Libérer les individus des abus de pouvoir du capitalisme passe par trois actions différentes et  complémentaires :

- un revenu minimum significatif pour chaque adulte, afin de donner à chacun encore plus de choix de vie (ce revenu minimum est inconditionnel), tout en restant incitatif au travail ;

- un équilibre des pouvoirs dans l'entreprise (par un conseil d'administration réparti à un tiers entre représentants de clients, de salariés et d'actionnaires) ;

- une nouvelle régulation de l'économie de marché, dans un équilibre entre la concurrence et la coopération ;

 

Ainsi, une économie de marché plus libre, plus juste car plus équilibrée, plus efficace existe et se nomme Equinomy. Elle arrête les abus de pouvoir du capitalisme, sans pour autant donner un pouvoir supérieur ou équivalent à une autre partie comme l'Etat, puisque le pouvoir est l'ennemi à combattre.
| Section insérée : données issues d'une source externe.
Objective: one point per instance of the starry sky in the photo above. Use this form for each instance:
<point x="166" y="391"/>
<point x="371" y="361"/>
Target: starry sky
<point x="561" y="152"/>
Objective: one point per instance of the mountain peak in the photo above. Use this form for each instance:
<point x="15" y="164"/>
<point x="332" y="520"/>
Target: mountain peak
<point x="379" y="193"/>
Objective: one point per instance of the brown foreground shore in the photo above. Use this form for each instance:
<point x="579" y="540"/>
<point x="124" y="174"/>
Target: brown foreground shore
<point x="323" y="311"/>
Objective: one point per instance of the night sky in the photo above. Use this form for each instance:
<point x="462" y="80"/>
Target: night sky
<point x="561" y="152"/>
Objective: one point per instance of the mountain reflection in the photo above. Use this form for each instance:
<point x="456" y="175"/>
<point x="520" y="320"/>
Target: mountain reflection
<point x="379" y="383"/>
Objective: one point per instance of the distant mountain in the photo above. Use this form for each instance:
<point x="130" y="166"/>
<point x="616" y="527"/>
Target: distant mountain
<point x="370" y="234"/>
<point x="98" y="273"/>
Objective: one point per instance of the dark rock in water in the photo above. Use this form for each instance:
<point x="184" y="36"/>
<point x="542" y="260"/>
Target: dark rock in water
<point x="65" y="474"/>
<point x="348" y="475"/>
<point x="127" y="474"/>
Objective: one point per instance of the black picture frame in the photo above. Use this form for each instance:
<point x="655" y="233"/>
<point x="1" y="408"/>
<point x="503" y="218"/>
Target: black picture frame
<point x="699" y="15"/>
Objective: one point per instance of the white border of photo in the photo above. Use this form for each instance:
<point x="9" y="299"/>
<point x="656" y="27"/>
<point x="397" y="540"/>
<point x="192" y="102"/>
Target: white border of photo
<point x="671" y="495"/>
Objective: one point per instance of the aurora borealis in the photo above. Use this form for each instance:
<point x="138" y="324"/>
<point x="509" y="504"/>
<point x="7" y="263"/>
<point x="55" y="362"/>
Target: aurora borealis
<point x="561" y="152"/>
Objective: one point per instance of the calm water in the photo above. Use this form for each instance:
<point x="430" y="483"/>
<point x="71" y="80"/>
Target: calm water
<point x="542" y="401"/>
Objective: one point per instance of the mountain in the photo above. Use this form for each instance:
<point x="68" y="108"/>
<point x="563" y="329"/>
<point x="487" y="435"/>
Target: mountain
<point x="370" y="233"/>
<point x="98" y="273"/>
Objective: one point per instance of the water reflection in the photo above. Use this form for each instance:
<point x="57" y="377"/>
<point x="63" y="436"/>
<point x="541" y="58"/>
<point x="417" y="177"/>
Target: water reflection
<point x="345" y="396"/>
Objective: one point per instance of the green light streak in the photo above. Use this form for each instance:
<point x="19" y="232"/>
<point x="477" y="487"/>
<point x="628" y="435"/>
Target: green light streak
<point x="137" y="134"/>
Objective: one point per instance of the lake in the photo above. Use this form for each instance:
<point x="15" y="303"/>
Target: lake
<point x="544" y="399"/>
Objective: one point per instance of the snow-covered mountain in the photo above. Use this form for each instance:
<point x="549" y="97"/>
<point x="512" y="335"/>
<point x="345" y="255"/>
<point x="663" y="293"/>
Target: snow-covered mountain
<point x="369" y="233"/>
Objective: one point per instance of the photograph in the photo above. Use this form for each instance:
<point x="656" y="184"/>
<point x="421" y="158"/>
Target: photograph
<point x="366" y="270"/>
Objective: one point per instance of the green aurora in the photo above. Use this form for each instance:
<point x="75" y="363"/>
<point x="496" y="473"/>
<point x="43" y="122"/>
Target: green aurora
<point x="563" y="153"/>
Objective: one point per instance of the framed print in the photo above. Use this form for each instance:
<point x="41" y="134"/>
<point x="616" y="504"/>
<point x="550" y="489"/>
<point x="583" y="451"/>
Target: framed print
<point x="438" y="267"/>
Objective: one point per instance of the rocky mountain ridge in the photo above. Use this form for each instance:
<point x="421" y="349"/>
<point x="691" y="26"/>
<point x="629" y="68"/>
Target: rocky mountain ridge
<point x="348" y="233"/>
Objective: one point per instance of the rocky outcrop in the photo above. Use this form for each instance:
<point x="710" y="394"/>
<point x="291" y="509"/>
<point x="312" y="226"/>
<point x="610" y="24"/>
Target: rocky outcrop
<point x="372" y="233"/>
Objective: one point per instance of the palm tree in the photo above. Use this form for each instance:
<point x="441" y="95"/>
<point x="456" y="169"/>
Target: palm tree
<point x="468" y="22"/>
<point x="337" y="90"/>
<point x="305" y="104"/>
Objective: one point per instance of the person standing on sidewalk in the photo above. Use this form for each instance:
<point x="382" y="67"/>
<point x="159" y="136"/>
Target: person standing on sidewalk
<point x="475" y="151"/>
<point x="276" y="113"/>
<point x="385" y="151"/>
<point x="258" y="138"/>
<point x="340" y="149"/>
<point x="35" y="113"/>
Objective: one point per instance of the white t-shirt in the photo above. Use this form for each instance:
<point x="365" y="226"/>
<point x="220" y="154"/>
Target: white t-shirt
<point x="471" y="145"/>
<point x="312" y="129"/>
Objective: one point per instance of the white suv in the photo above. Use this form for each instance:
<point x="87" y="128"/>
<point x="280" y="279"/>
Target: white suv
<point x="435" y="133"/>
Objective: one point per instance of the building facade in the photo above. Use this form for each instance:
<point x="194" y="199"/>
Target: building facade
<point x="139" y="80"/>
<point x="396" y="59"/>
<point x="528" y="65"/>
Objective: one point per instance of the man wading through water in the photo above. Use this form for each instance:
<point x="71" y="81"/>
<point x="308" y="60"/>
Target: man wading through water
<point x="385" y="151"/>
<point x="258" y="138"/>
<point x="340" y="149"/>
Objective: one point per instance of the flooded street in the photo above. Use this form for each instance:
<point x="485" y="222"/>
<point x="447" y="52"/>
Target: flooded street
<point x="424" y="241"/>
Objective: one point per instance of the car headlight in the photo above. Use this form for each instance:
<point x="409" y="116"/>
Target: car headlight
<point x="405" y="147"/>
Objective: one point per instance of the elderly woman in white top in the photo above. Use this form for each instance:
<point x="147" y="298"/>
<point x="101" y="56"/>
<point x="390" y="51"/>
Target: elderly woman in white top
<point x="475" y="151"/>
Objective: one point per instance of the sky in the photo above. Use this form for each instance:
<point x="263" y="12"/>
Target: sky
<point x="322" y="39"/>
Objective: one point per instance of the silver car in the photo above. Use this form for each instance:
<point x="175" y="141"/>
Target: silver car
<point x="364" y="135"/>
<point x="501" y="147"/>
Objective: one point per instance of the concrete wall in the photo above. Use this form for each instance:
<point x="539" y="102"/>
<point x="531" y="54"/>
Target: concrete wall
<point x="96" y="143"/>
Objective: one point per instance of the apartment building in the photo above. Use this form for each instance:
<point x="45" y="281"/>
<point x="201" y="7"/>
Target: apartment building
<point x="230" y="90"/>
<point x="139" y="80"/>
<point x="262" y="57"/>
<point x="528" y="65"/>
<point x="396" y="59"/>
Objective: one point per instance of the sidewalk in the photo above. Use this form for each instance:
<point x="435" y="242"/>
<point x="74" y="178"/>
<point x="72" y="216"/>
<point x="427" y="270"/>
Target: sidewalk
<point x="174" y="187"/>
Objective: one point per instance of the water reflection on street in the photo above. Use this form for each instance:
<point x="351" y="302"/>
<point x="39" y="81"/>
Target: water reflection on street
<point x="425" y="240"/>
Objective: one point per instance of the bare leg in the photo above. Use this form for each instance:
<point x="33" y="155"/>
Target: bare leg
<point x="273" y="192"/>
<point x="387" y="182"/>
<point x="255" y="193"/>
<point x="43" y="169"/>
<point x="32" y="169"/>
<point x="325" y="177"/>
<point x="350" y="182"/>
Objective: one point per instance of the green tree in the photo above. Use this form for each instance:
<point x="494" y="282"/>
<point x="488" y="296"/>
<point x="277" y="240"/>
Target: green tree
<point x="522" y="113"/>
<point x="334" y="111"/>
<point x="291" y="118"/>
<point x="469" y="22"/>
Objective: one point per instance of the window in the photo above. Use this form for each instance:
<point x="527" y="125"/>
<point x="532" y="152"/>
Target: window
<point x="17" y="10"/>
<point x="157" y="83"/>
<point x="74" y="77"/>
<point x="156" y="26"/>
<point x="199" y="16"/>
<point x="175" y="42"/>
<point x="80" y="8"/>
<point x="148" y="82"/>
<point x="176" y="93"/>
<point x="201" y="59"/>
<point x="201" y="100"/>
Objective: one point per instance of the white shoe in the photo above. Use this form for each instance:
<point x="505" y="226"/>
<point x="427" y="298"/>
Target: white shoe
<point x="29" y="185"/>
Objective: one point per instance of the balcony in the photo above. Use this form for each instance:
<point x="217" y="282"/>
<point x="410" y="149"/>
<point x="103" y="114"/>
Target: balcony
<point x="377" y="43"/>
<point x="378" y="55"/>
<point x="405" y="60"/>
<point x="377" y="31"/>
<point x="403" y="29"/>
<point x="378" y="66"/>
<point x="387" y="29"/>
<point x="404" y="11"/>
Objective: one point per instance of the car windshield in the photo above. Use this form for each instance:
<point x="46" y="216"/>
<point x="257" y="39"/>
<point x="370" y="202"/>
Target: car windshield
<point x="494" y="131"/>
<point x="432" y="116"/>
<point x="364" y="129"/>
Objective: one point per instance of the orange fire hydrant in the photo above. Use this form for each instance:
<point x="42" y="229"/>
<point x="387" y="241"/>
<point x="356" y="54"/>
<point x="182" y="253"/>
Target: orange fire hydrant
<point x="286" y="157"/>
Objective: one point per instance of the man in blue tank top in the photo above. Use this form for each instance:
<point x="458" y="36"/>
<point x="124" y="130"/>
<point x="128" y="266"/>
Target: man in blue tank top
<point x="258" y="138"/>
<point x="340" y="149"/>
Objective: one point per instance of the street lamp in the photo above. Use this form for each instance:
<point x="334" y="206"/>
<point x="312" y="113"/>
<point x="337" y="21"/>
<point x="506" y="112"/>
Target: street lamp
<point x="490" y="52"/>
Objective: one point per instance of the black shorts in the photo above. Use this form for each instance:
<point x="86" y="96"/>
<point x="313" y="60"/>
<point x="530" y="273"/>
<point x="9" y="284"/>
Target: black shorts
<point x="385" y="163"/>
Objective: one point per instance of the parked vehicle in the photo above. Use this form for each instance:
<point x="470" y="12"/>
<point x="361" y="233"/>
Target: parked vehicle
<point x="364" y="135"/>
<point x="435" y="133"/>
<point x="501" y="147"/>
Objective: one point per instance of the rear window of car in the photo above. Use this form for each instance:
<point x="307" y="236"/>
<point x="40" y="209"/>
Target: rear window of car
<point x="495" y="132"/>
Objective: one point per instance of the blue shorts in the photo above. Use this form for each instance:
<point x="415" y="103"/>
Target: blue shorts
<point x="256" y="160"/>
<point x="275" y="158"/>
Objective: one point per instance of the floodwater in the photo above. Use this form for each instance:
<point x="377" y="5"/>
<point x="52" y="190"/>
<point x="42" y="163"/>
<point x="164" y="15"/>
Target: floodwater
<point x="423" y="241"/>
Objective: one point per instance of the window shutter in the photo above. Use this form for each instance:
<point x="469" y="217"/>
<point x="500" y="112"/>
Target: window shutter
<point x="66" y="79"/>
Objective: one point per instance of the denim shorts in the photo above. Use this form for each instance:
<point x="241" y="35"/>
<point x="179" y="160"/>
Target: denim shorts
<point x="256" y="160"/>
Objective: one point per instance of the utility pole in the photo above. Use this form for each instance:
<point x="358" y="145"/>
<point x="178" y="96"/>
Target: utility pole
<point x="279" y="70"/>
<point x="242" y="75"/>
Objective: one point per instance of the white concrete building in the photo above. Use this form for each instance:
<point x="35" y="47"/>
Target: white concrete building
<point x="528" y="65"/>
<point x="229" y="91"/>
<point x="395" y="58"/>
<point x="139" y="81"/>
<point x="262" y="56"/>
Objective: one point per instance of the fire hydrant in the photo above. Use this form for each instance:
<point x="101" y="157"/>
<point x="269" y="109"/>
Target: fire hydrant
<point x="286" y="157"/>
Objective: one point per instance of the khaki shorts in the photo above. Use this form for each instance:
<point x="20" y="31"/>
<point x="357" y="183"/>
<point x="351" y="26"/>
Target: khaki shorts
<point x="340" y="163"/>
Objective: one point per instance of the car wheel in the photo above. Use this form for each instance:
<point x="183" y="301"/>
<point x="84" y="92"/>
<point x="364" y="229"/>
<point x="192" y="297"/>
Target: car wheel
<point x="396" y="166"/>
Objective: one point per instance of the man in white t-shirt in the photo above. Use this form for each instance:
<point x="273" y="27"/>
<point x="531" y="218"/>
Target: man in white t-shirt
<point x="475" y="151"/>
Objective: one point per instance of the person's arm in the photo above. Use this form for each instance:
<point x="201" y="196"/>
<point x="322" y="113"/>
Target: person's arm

L'équilibre des pouvoirs inscrit dans le libéralisme et appliqué à l'Etat démocratique moderne a un rôle également dans l'économie de marché libérée du capitalisme. Un meilleur système économique est possible au-delà du capitalisme, qui ne nécessite pas de renoncer à la liberté, à l'économie de marché, mais à l'améliorer, à créer cette Equinomy.